The most important part of our flow:
FYI: This does not work 100% of the time. An action serving as an “exit ramp” has been added as a parallel branch to set a default message when a particular phrase is not found.
Power Query
Power Query made quick work of the data source to prepare it for migration to SQL Server. This app seemed to be the best bet as a transformation tool, given its’ variety of parsing functions.
A table containing characters was created along with space for detail.
Once the transformations were complete, the finished data set was migrated to a SQL database.
SQL Server
All app data is stored in SQL Server.
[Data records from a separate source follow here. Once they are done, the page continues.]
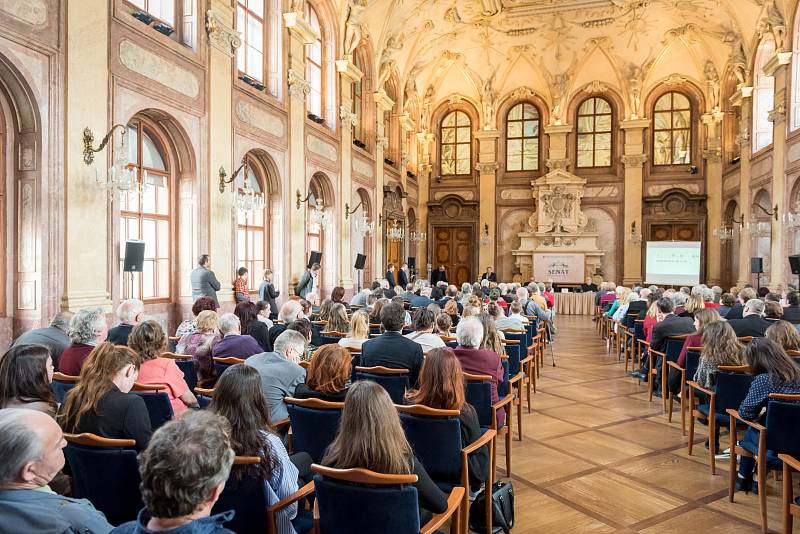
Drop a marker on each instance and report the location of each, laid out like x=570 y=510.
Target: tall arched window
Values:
x=314 y=64
x=594 y=133
x=250 y=239
x=522 y=138
x=763 y=96
x=456 y=144
x=250 y=23
x=145 y=215
x=672 y=130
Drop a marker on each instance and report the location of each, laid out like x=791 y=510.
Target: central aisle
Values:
x=598 y=457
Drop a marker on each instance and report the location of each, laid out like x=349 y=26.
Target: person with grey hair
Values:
x=752 y=322
x=130 y=312
x=31 y=446
x=54 y=337
x=183 y=471
x=86 y=330
x=233 y=343
x=280 y=371
x=475 y=360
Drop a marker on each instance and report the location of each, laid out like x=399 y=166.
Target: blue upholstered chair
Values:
x=394 y=381
x=248 y=498
x=157 y=402
x=314 y=424
x=435 y=437
x=362 y=501
x=732 y=385
x=778 y=436
x=106 y=472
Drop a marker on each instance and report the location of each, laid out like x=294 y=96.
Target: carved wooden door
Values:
x=452 y=248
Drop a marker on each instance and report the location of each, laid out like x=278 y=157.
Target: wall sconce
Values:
x=88 y=140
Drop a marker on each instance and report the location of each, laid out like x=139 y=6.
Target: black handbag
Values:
x=502 y=509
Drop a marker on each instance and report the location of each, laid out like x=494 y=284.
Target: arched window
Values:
x=672 y=130
x=145 y=215
x=250 y=238
x=314 y=64
x=250 y=23
x=594 y=133
x=763 y=96
x=456 y=144
x=522 y=138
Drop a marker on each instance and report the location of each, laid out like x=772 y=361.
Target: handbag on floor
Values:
x=502 y=509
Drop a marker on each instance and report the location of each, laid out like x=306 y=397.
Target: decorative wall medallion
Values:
x=158 y=69
x=260 y=118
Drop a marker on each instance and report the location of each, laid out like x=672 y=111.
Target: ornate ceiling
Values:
x=483 y=49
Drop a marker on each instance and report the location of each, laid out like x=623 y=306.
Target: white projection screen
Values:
x=673 y=263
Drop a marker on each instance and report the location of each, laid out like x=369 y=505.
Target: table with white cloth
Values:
x=574 y=303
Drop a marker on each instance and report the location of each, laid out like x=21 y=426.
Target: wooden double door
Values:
x=455 y=248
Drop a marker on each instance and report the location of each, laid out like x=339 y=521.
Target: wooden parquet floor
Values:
x=596 y=456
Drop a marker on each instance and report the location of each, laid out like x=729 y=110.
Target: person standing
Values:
x=204 y=281
x=268 y=293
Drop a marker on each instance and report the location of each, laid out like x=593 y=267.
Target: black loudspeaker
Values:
x=360 y=261
x=756 y=265
x=794 y=263
x=315 y=257
x=134 y=257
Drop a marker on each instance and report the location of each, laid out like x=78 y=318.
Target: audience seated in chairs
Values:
x=475 y=360
x=200 y=305
x=54 y=337
x=280 y=371
x=86 y=330
x=183 y=472
x=784 y=334
x=327 y=376
x=391 y=349
x=250 y=325
x=358 y=332
x=234 y=343
x=31 y=448
x=423 y=330
x=26 y=372
x=239 y=398
x=441 y=386
x=774 y=372
x=130 y=312
x=370 y=436
x=101 y=403
x=149 y=341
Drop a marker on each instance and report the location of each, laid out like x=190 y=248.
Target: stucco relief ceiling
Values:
x=483 y=49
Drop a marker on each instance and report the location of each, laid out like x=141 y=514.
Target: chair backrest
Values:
x=358 y=500
x=435 y=437
x=783 y=420
x=158 y=406
x=247 y=496
x=731 y=389
x=314 y=424
x=394 y=381
x=106 y=472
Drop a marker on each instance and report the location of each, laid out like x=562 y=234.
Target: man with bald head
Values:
x=31 y=446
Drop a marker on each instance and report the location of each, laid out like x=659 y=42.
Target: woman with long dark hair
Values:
x=26 y=372
x=101 y=402
x=239 y=398
x=370 y=436
x=441 y=385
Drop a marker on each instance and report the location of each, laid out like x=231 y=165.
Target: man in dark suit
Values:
x=204 y=281
x=392 y=349
x=390 y=276
x=752 y=322
x=791 y=312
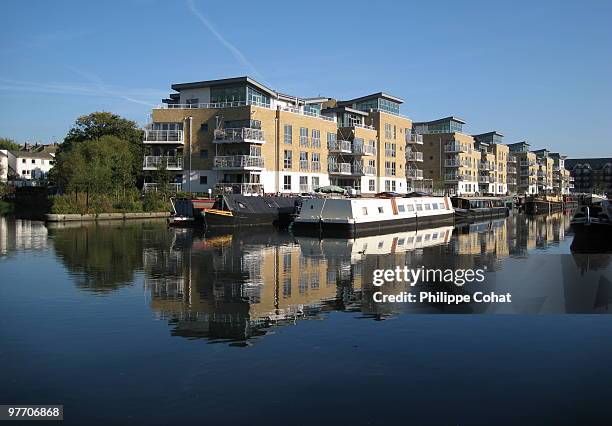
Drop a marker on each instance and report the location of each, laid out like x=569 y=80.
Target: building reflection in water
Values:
x=234 y=287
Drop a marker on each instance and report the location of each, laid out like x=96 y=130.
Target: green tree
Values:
x=96 y=125
x=10 y=144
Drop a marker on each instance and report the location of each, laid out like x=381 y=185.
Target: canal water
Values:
x=135 y=323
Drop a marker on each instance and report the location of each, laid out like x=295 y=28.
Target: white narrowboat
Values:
x=350 y=216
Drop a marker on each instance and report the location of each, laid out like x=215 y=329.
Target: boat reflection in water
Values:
x=238 y=286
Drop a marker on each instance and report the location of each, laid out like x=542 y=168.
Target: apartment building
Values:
x=238 y=135
x=26 y=166
x=527 y=168
x=590 y=175
x=450 y=158
x=561 y=176
x=545 y=171
x=493 y=177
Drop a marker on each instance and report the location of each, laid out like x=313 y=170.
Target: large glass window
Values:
x=288 y=137
x=227 y=94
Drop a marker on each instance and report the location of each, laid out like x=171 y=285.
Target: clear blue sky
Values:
x=536 y=71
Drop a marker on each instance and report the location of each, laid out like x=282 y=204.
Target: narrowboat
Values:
x=538 y=204
x=367 y=216
x=237 y=211
x=592 y=227
x=355 y=248
x=475 y=208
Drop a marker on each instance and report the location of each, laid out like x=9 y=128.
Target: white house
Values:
x=26 y=165
x=3 y=165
Transformed data was imported into a few database tables, whose structure is outlined below. Considerations around character representation needed to be made.
Data Model
The start of our data model:
This is a simple enough approach that will serve different purposes.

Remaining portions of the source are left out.